====== Math 527 ungraded variation of parameters homework ======

===== problem 5 solution =====

(a) What property must an operator $L$ satisfy to be linear? 

\begin{eqnarray*} 
L (c_1 y_1 + c_2 y_2) = c_1 L y_1 + c_2 L_y_2
\end{eqnarray*}

for all constants $c_1, c_2$ and all functions $y_1(x), y_2(x)$.

(b) Why is linearity important for the solution of linear differential equations?

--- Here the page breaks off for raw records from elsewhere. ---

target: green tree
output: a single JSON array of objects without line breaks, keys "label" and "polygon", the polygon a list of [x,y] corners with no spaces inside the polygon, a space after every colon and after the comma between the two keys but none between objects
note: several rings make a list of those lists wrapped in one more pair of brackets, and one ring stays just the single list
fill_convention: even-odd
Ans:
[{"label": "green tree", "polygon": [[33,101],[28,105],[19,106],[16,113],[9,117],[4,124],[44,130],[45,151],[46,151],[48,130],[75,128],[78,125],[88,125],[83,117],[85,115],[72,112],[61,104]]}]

Because it allows you to express the general solution of the ODE as a sum of 
the other solutions. 

%%(c)%% How many linearly independent solutions does an $n$th order linear homogeneous equation have?

$n$

(d) When you integrate $u_1'$ and $u_2'$ in variation of parameters, why can you always set the 
integration constant to zero? 

Because $u_1$ and $u_2$ are coefficients of the homogeneous solutions $y_1$ and $y_2$  in the ansatz

\begin{eqnarray*}
y_p = u_1 y_1 + u_2 y_2
\end{eqnarray*}

any constant
included in the value of $u_1$ or $u_2$ or could just be absorbed into the constants in front of 
$y_1$ and $y_2$ in the general solution. E.g.

\begin{eqnarray*}
c_1 y_1 + c_2 y_2 + y_p &= c_1 y_1 + c_2 y_2 + (u_1 + a) y_1 + (u_2 + b) y_2 \\
                        &= (c_1 + a) y_1 + (c_2 + a) y_2 + u_1 y_1 + u_2 y_2 \\
\end{eqnarray*}


(e) What is Euler's formula?

\begin{eqnarray*}
e^{ix} = \cos x + i \sin x
\end{eqnarray*}

(f) How would you prove Euler's formula? Don't do the proof, just describe the proof in a sentence or two.

Substitute $ix$ in place of $x$ in the power series  expansion of $e^x$, then simplify and regroup so that the
even terms become the power series for $\cos x$ and the odd terms become $i$ times the power series for $\sin x$.